C'est donc une première brèche ouverte dans la politique de la capitale allemande, qui cible en priorité les pratiques qui ont pour conséquence de réduire l'offre de logements pour les berlinois. En effet les prix de l'immobilier ont fortement grimpé ces dernières années à Berlin, et le développement d'Airbnb et d'autres plateformes a conduit à sortir du marché locatif des logements qui sont proposés à la place aux touristes, dopant la hausse des loyers.

Appel au sens civique des habitants

Environ 10.000 appartements auraient ainsi été retirés du marché locatif berlinois à cause de la seule plateforme Airbnb, ce qui aurait quasiment anéanti les efforts de construction en nouveaux logements de la ville en 2015 (12.000). Preuve de la réelle préoccupation des pouvoirs publics allemands face au dérives d'Airbnb, le texte de loi qui s'applique depuis le 1er mai fait même appel au "sens civique" des habitants, invités à se connecter à une page internet de la ville pour dénoncer anonymement tout appartement suspect. Mais des courriers émanant des autorités berlinoises et reçus par certains propriétaires, que l'AFP a pu consulter, montrent qu'elles attendent une décision fixant la jurisprudence pour commencer à sévir.

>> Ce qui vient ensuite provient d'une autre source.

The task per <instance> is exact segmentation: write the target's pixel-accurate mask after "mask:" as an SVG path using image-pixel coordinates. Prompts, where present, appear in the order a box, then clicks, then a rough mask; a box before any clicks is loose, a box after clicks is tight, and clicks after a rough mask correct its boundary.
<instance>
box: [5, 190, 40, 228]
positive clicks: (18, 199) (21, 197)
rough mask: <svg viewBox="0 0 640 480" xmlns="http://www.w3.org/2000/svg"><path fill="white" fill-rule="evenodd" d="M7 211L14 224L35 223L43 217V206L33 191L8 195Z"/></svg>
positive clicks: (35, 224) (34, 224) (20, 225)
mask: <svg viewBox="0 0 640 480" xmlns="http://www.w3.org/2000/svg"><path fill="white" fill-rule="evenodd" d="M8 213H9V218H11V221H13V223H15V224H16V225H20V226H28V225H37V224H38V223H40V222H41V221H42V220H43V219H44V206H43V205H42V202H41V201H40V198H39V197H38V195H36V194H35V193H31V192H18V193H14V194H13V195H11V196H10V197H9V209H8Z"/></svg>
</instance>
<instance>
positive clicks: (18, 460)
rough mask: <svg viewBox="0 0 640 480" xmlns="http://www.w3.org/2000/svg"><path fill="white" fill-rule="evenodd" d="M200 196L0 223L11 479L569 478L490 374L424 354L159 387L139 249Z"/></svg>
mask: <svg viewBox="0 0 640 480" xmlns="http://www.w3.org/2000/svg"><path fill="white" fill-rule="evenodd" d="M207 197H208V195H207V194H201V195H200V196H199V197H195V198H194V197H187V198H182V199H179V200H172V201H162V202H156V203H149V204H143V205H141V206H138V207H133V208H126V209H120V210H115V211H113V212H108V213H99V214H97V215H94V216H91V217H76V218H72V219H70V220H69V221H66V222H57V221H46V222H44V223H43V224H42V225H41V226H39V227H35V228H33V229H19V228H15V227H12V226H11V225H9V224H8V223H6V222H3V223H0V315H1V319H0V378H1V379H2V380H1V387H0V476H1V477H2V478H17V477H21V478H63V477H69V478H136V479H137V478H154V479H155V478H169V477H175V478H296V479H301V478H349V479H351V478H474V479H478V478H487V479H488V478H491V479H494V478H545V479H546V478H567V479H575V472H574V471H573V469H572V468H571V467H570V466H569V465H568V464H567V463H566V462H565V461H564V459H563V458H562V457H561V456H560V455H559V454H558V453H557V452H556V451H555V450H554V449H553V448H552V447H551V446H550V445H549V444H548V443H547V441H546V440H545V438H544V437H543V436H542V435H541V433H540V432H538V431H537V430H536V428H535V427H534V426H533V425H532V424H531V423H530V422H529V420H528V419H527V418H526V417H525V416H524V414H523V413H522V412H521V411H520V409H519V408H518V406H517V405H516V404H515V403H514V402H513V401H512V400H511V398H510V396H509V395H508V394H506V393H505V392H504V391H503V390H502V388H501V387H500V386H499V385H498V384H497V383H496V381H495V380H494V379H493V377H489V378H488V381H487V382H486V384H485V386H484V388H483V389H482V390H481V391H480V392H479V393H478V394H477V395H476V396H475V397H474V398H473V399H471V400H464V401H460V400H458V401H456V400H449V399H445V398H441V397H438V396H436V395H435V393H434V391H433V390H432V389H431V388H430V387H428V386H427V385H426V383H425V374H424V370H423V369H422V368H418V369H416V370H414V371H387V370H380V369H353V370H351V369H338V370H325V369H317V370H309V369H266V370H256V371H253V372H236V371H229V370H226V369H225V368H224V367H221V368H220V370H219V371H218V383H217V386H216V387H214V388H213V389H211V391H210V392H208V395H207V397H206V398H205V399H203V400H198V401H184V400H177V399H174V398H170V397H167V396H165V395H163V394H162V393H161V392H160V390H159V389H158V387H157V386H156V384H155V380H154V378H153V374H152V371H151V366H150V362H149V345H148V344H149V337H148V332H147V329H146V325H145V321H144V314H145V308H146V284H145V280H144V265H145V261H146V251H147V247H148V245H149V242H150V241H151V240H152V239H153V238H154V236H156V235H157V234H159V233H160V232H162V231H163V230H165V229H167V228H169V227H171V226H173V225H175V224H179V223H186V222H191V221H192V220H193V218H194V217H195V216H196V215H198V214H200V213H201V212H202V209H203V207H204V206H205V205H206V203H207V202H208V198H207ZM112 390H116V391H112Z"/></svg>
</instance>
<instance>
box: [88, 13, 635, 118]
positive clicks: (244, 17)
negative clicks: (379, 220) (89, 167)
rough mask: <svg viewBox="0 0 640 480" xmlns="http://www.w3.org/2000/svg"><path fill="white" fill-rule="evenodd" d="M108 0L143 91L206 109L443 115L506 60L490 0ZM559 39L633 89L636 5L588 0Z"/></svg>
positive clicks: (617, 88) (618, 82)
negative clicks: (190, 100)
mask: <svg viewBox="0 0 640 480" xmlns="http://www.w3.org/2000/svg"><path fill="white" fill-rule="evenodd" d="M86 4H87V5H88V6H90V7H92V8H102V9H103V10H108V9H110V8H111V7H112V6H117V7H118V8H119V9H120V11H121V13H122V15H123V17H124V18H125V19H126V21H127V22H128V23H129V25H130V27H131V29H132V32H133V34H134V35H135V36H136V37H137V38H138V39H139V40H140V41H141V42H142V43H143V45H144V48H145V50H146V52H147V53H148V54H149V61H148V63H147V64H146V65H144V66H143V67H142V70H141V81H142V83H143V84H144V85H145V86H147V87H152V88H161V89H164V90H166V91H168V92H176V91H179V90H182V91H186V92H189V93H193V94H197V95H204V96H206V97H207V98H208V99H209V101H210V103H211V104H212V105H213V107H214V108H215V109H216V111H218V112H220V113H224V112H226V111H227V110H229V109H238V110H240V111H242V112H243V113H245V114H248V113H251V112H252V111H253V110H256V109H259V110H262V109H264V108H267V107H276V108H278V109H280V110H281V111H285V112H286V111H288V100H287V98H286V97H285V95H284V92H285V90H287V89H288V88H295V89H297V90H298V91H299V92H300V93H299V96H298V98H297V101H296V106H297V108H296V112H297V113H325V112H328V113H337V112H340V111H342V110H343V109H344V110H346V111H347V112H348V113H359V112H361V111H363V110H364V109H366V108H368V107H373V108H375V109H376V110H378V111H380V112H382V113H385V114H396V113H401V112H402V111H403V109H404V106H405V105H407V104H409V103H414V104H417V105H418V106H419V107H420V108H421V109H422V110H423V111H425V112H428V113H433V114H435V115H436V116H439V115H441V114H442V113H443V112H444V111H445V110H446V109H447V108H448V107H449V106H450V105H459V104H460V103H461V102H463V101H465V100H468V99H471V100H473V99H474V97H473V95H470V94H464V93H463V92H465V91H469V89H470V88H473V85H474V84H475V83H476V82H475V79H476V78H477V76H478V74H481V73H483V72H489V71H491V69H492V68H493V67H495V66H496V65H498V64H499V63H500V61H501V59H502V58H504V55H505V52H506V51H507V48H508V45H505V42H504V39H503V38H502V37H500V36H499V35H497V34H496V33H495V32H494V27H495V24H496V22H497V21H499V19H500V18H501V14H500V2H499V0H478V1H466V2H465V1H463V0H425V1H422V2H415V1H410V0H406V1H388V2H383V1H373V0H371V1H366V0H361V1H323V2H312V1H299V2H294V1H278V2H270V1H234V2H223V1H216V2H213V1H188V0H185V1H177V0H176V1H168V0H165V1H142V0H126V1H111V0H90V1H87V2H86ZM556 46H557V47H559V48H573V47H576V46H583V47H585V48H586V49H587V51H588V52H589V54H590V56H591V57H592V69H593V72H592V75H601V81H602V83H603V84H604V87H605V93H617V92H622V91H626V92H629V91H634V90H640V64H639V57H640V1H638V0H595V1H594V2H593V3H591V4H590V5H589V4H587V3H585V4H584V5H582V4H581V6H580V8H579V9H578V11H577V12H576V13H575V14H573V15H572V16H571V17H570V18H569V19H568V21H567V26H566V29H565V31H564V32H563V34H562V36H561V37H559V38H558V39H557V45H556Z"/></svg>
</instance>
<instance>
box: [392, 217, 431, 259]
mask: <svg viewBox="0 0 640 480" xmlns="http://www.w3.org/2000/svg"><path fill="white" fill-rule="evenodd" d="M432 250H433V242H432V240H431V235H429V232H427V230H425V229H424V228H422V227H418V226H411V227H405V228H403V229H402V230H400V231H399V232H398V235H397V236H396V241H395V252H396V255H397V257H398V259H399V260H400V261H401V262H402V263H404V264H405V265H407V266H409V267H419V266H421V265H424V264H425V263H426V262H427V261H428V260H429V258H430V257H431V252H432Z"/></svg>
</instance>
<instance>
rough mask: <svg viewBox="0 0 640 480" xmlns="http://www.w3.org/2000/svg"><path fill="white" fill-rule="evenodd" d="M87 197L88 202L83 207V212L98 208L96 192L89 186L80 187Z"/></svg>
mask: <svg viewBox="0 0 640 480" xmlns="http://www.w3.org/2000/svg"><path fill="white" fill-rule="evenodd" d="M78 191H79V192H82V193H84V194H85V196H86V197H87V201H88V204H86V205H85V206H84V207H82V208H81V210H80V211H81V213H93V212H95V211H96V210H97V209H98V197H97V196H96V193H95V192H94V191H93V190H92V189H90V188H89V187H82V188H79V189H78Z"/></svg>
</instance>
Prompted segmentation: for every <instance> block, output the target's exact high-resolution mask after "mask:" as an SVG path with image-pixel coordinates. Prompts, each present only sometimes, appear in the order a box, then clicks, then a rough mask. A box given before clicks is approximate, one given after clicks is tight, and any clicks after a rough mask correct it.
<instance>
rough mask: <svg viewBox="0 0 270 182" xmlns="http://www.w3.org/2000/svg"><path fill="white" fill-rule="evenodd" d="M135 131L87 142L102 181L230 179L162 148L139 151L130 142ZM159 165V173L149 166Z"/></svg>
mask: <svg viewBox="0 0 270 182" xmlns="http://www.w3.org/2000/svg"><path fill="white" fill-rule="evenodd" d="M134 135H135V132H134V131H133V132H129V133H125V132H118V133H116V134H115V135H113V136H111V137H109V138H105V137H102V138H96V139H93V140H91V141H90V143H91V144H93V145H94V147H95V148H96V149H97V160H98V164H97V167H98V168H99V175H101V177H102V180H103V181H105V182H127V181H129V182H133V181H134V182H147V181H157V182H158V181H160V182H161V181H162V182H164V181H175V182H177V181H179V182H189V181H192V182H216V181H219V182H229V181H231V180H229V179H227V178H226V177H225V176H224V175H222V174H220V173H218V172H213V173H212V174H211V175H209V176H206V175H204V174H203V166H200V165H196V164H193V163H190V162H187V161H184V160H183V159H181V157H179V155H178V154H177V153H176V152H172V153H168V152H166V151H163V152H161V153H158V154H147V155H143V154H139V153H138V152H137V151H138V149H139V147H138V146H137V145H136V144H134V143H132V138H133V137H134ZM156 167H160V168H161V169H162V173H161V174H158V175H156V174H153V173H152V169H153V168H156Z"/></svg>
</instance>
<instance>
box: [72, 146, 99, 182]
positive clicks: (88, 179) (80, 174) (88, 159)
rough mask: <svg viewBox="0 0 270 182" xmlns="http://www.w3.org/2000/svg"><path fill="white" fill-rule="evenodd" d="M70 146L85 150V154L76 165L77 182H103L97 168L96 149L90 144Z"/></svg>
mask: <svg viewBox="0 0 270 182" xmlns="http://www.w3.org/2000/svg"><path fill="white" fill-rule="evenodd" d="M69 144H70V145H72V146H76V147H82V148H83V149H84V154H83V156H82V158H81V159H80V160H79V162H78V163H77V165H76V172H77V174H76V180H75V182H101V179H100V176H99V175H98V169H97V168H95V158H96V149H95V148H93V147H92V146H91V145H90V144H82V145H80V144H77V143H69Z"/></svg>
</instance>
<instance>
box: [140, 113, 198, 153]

Au total, à Berlin, environ 24.000 offres seraient mises à la disposition des touristes par des particuliers, dont pas moins de 16.000 offres sur le seul site d'Airbnb. Le succès du site de locations de courte durée tient notamment au fait que ces pratiques sont bien plus rentables pour un loueur que de la location de longue durée, car les touristes sont prêts à mettre le prix pour passer un week-end dans une ville attractive.